Glasgow City Council yesterday told 300 striking library workers to return to work or face dismissal.

The Scotsman (p10) reports that new contracts were sent out to staff setting out what the council says are improved terms and conditions. But at the same time, the workers were put on 90-day notice.

Senior officials have made clear that staff who refused to sign by a 24 June deadline would face losing their jobs.

However, the ultimatum met with a furious response from Unison, which accused the council of being 'hell bent on slashing the conditions of workers'.

Meanwhile, The Herald's editorial (p18) welcomes the council's plans, since they amount to 'a commitment to expand an essential service that, as a result of budget cuts, has been in retrenchment for many years'.

The paper says that it might appear strange that a Labour-controlled council has lost patience with Unison and embarked on such a draconian course of action. 'But it is difficult not to sympathise'.

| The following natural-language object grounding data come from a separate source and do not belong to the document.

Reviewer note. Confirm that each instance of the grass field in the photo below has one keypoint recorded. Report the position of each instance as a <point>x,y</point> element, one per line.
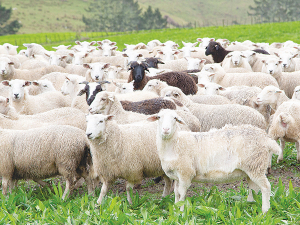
<point>31,204</point>
<point>66,16</point>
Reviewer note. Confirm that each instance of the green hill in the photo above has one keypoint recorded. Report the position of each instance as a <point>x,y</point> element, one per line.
<point>66,15</point>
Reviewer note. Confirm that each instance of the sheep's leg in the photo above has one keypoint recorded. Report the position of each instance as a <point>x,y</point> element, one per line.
<point>298,151</point>
<point>177,196</point>
<point>265,187</point>
<point>167,186</point>
<point>128,186</point>
<point>103,192</point>
<point>182,189</point>
<point>282,145</point>
<point>5,182</point>
<point>252,186</point>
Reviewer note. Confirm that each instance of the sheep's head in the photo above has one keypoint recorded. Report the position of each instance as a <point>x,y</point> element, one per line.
<point>138,70</point>
<point>102,103</point>
<point>166,122</point>
<point>212,48</point>
<point>96,126</point>
<point>153,62</point>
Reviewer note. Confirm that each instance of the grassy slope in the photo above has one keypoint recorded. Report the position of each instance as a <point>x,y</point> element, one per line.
<point>65,15</point>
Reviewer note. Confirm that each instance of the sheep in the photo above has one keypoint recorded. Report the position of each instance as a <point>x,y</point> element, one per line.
<point>236,79</point>
<point>45,152</point>
<point>287,81</point>
<point>289,63</point>
<point>217,116</point>
<point>285,125</point>
<point>217,51</point>
<point>40,86</point>
<point>272,96</point>
<point>174,65</point>
<point>236,59</point>
<point>57,59</point>
<point>178,79</point>
<point>108,103</point>
<point>217,156</point>
<point>136,156</point>
<point>96,71</point>
<point>8,72</point>
<point>296,93</point>
<point>31,104</point>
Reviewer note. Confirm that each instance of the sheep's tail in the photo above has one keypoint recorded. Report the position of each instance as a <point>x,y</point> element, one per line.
<point>274,147</point>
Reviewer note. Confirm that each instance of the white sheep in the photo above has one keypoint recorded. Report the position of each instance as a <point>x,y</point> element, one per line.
<point>285,125</point>
<point>237,79</point>
<point>31,104</point>
<point>236,59</point>
<point>42,153</point>
<point>287,81</point>
<point>131,146</point>
<point>217,116</point>
<point>217,156</point>
<point>272,96</point>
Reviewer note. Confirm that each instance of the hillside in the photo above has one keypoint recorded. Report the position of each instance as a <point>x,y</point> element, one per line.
<point>66,15</point>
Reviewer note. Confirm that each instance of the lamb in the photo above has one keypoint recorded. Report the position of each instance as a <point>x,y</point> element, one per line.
<point>287,81</point>
<point>217,51</point>
<point>8,72</point>
<point>96,71</point>
<point>296,94</point>
<point>272,96</point>
<point>45,152</point>
<point>217,116</point>
<point>108,103</point>
<point>285,125</point>
<point>237,79</point>
<point>136,156</point>
<point>236,59</point>
<point>40,86</point>
<point>181,80</point>
<point>289,63</point>
<point>32,104</point>
<point>245,150</point>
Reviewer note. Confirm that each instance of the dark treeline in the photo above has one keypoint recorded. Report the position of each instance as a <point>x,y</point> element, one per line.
<point>120,16</point>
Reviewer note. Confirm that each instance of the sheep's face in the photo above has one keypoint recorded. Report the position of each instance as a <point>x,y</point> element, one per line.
<point>96,126</point>
<point>102,103</point>
<point>212,48</point>
<point>269,95</point>
<point>138,71</point>
<point>5,67</point>
<point>97,70</point>
<point>16,89</point>
<point>166,122</point>
<point>272,66</point>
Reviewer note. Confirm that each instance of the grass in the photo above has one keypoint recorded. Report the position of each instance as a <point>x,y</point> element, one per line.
<point>30,204</point>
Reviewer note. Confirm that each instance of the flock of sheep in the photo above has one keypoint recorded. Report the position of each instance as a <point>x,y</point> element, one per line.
<point>206,113</point>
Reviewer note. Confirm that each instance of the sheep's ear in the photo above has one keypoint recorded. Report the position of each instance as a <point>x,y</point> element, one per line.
<point>179,120</point>
<point>5,83</point>
<point>153,118</point>
<point>86,65</point>
<point>109,117</point>
<point>27,83</point>
<point>36,83</point>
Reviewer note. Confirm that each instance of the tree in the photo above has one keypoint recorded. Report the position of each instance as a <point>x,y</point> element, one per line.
<point>5,26</point>
<point>276,10</point>
<point>121,15</point>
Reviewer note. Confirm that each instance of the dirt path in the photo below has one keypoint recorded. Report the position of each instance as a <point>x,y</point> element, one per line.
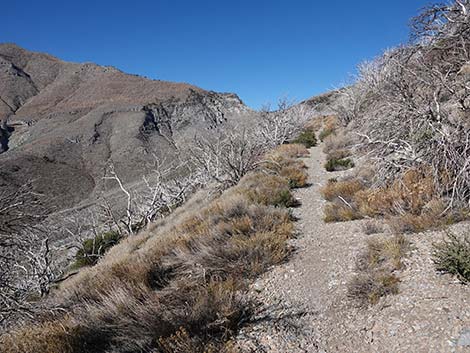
<point>306,308</point>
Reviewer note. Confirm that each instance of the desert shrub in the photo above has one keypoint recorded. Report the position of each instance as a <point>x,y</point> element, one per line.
<point>306,138</point>
<point>339,212</point>
<point>372,227</point>
<point>339,143</point>
<point>346,189</point>
<point>452,256</point>
<point>93,249</point>
<point>408,194</point>
<point>386,252</point>
<point>288,151</point>
<point>267,190</point>
<point>334,164</point>
<point>296,177</point>
<point>376,268</point>
<point>369,287</point>
<point>182,286</point>
<point>338,154</point>
<point>327,131</point>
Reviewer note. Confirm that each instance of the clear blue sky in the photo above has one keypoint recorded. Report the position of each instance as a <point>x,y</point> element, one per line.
<point>260,50</point>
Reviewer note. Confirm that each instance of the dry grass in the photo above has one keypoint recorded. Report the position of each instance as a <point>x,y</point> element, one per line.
<point>377,268</point>
<point>338,145</point>
<point>452,255</point>
<point>409,204</point>
<point>372,227</point>
<point>179,287</point>
<point>408,194</point>
<point>346,189</point>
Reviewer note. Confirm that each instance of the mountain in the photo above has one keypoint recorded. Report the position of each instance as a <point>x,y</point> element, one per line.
<point>62,124</point>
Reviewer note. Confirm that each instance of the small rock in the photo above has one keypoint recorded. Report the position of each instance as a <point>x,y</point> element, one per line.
<point>464,339</point>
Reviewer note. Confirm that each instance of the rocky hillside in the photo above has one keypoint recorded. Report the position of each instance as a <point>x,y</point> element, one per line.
<point>62,123</point>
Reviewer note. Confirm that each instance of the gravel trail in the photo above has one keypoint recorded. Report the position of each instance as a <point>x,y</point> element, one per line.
<point>305,303</point>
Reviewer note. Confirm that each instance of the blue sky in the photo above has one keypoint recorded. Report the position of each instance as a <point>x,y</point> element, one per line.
<point>261,50</point>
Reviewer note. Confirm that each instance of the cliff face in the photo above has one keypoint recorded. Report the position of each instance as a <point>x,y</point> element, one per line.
<point>62,123</point>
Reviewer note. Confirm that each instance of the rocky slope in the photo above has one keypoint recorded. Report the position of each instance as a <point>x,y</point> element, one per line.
<point>62,123</point>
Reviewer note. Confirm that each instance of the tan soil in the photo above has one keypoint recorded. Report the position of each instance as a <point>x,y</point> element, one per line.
<point>305,303</point>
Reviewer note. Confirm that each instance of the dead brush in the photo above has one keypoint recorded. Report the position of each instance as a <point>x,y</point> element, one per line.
<point>408,194</point>
<point>339,145</point>
<point>452,255</point>
<point>346,189</point>
<point>181,288</point>
<point>372,227</point>
<point>377,267</point>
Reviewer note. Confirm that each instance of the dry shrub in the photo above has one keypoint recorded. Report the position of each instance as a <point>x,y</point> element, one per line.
<point>297,178</point>
<point>317,123</point>
<point>346,189</point>
<point>377,267</point>
<point>179,288</point>
<point>60,336</point>
<point>408,194</point>
<point>338,145</point>
<point>334,165</point>
<point>288,151</point>
<point>284,162</point>
<point>372,227</point>
<point>341,196</point>
<point>368,288</point>
<point>337,212</point>
<point>307,138</point>
<point>267,190</point>
<point>452,255</point>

There is evidence to show that restricted opening hours have accelerated the decline in use. The service needs to become much more flexible, it says.

The report that preceded the council blueprint identified poor staff morale. The effective imposition of new working conditions that are not liked by local union representatives is hardly likely to improve matters.

The training and development of staff has been neglected. A commitment to invest heavily in staff development for the new library era would surely boost morale, it concludes.